Causette : Comment est née la plateforme Women for women France ?
Sarah McGrath : En quittant l'Australie pour des raisons familiales, j'ai emporté avec moi mon engagement auprès des femmes victimes de violences conjugales – je faisais du bénévolat dans une association dans mon pays. En tant qu'étrangère ne maitrisant pas parfaitement la langue, je me suis rendu compte de la violence administrative de la France, où on vous raccroche au nez parce qu'on ne comprend pas votre accent. J'ai aussi très vite réalisé qu'en France, les informations sur la loi et les droits auxquels on peut prétendre ne sont pas disponibles en anglais qui est, qu'on le veuille ou non, la langue la plus universelle. Or, on estime à 3,5 millions le nombre de femmes immigrées en France, soit 10% de la population féminine.
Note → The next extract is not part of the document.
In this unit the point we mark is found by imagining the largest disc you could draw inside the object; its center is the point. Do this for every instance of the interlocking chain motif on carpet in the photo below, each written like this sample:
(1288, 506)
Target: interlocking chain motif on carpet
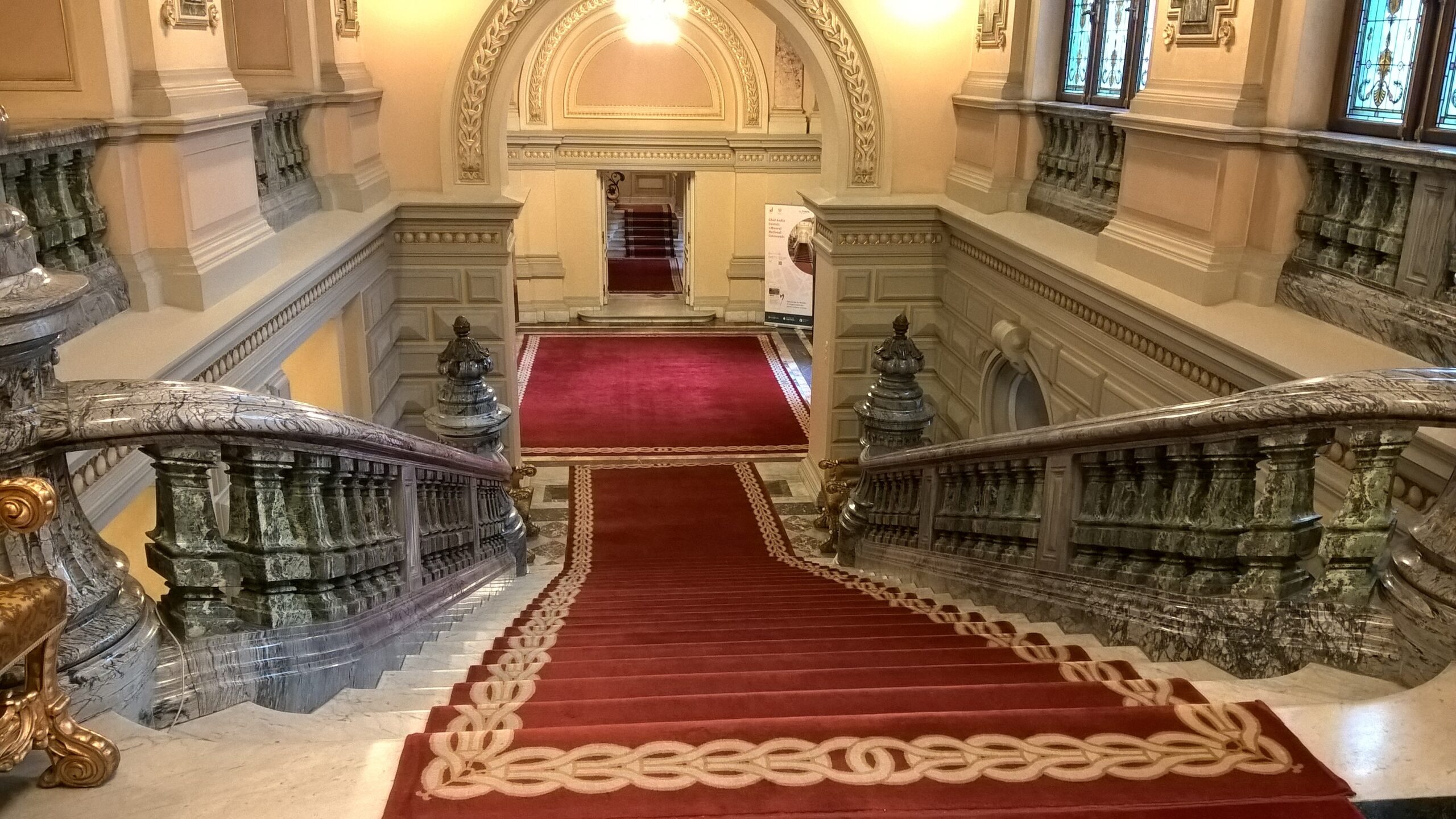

Ces différents constats m'ont fait prendre la mesure du gouffre dans lequel peut tomber une femme étrangère victime de violences de genre en France. J'ai donc eu l'idée de lancer l'association Women for women France en 2018, dont la mission est de rendre accessibles ces informations au plus grand nombre de femmes. Nous avons commencé notre travail en menant une grande enquête auprès des survivantes sur leurs besoins.
Quelles ont été les conclusions de cette enquête ?
S.M. : Premièrement, que les femmes étrangères victimes de violences conjugales sont issues d'origines très différentes et ont des situations économiques très différentes aussi. On le sait, le patriarcat est un trait commun à toutes les cultures. On peut voir aussi que ces femmes sont d'autant plus isolées et sans autonomie, parce que la barrière de la langue les empêche trop souvent de trouver un emploi.
Cette vulnérabilité peut s'accentuer lorsque leur conjoint est lui-même Français. Il a alors à sa disposition encore plus de leviers pour établir son contrôle coercitif sur sa victime. Il peut dire "tu auras beau porter plainte, la police ne te croira pas", faire du chantage aux papiers, terroriser la femme en lui disant qu'elle sera expulsée ou encore, lui dire qu'elle ne peut pas fuir dans son pays sous peine de perdre la garde des enfants.
Et en ce qui concerne l'accès aux droits des victimes ?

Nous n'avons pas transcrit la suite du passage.